This Article is From May 27, 2020

Donald Trump Says Ready To Mediate India-China's "Now Raging Border Dispute"

Donald Trump: "We have informed both India and China that the United States is ready, willing and able to mediate or arbitrate their now raging border dispute. Thank you!," Trump tweeted.

Donald Trump said US is ready to mediate border dispute between India and China

Highlights

  • "US ready, willing and able to mediate or arbitrate," tweets Donald Trump
  • Trump says build up along Line of Actual Control "raging border issue"
  • The nearly 3,500-km-long LAC is de-facto border between India, China
Washington:

US President Donald Trump on Wednesday offered to "mediate or arbitrate" what he called a "now raging border dispute" between India and China. The comment refers to a build up along the Line of Actual Control (LAC) by Indian and Chinese armies following a recent face-off in Ladakh.

"We have informed both India and China that the United States is ready, willing and able to mediate or arbitrate their now raging border dispute. Thank you!," President Trump tweeted.

President Trump's previous offers to mediate between India and Pakistan on Kashmir were firmly rebuffed by New Delhi, which has long asserted that there is no role for any third party in bilateral issues.

Several areas along the LAC in Ladakh and North Sikkim have seen a military build-up by the Indian and Chinese armies in a sign of escalating tension and hardening of positions by the two nations two weeks after they were engaged in separate face-offs in Sikkim and Ladakh. 

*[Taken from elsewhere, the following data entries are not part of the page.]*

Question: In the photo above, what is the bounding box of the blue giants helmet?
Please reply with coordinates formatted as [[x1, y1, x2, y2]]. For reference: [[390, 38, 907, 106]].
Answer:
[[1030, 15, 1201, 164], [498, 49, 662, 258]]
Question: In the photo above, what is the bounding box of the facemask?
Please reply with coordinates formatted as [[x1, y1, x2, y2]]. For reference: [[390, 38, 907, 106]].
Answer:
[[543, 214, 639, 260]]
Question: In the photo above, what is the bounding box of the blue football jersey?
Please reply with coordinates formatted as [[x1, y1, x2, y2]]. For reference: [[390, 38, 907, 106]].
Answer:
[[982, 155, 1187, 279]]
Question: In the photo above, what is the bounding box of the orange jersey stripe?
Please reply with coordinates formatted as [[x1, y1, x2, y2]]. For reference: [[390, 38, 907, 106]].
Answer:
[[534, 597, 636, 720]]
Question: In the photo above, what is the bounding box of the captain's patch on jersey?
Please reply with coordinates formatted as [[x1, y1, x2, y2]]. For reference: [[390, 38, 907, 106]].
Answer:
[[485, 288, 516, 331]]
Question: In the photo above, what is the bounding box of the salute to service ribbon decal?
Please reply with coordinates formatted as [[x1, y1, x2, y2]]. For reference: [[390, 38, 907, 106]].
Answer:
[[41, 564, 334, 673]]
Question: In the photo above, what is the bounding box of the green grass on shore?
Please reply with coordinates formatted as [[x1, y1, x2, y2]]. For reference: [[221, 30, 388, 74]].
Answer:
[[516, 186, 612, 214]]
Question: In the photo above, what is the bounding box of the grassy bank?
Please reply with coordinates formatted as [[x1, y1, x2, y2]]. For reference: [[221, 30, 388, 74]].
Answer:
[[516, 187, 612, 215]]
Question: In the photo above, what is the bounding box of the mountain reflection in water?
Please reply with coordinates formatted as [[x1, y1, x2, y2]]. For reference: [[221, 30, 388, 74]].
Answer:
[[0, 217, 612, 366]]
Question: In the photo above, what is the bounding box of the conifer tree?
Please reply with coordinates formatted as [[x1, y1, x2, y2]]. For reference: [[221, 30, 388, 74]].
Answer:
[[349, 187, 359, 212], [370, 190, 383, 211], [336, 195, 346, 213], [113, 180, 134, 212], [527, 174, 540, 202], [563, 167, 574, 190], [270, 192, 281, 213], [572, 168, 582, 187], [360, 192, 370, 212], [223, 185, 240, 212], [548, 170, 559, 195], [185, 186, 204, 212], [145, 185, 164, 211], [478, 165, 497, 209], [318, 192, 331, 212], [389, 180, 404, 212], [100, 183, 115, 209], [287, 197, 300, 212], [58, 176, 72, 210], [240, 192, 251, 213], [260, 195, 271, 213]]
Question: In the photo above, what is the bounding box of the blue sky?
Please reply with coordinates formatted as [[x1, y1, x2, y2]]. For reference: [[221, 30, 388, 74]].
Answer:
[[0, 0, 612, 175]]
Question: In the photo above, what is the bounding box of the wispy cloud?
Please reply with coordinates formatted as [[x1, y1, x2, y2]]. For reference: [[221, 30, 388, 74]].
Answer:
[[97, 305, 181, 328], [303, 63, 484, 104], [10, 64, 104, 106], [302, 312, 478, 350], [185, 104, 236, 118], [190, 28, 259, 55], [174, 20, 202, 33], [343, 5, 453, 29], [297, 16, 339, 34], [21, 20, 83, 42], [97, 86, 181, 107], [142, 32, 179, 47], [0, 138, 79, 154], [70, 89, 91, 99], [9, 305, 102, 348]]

Prime Minister Narendra Modi held a high-level meeting on Tuesday evening to discuss the stand-off with China, sources said. The three service chiefs, National Security Advisor Ajit Doval and the Chief of Defence Staff General Bipin Rawat attended the meeting. A separate meeting was held earlier with the foreign secretary. 

Satellite pictures have shown that Beijing is expanding an airbase near Ladakh. Close shots have even revealed fighter jets on the tarmac.

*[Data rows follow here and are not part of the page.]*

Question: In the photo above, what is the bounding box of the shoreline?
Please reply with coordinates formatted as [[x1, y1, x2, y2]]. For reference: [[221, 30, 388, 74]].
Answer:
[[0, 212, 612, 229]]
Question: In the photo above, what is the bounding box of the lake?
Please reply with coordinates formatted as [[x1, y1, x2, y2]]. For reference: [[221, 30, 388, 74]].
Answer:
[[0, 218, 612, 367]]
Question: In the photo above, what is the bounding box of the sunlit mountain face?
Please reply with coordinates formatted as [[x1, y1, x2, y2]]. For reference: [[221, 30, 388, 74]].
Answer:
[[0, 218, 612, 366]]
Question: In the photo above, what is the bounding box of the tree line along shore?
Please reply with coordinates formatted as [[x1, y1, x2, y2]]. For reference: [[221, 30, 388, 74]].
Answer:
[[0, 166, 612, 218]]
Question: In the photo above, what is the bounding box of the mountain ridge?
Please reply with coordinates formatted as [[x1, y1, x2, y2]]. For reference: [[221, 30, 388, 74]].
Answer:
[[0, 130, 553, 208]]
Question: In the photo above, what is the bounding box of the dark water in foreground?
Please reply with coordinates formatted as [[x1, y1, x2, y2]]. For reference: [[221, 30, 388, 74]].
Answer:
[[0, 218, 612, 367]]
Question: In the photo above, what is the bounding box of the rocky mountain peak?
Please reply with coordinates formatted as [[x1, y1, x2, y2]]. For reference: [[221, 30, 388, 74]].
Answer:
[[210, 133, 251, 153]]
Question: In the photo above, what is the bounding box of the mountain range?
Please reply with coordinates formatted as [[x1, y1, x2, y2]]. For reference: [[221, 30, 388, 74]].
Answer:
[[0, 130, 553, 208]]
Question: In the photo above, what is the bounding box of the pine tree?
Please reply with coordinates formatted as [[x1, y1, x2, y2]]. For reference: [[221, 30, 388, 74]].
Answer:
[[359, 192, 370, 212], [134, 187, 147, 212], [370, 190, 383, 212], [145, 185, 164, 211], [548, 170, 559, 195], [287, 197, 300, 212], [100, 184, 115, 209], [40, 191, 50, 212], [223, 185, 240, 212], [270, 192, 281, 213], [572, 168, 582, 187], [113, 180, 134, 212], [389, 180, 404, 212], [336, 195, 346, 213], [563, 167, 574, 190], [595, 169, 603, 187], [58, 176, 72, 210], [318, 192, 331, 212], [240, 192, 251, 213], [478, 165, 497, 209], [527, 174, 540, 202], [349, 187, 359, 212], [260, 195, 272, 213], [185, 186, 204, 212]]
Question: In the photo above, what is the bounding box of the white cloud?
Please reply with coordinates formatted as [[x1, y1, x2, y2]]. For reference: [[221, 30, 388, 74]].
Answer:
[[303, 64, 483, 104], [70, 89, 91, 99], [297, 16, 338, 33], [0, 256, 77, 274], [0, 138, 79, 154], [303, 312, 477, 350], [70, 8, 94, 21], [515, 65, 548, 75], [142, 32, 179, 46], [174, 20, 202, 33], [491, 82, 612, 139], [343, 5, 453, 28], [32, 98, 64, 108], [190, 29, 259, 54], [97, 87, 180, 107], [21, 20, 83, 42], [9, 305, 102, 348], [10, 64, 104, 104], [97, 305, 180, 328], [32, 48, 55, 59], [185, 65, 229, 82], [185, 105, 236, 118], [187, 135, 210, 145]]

India has said the Chinese military has been hindering normal patrolling by its troops. Officials have strongly refuted Beijing's claim that tension between the two armies was triggered by Indian forces trespassing on the Chinese side.

New Delhi has asserted that it has always taken a very responsible approach towards border management. "Any suggestion that Indian troops had undertaken activity across the LAC in the Western sector or the Sikkim sector is not accurate. Indian troops are fully familiar with the alignment of the Line of Actual Control in the India-China border areas and abide by it scrupulously," foreign ministry spokesperson Anurag Srivastava said at an online media briefing last week. 

Reports coming from China last night said President Xi Jinping had ordered the military to scale up battle preparedness, visualising worst-case scenarios, and asked his troops to resolutely defend the country's sovereignty.

On a more conciliatory note hours later, Foreign Ministry spokesman Zhao Lijian told reporters that the situation at the border was "overall stable". "We are committed to safeguarding our territorial sovereignty and security, and safeguarding peace and stability in the border areas. Now the China-India border area situation is overall stable and controllable," said Zhao.

China's military friction with the US has also been on the rise with the American navy stepping its patrols in the disputed South China Sea as well as the Taiwan Straits. Washington and Beijing have also engaged in a war of words over the origin of the coronavirus pandemic.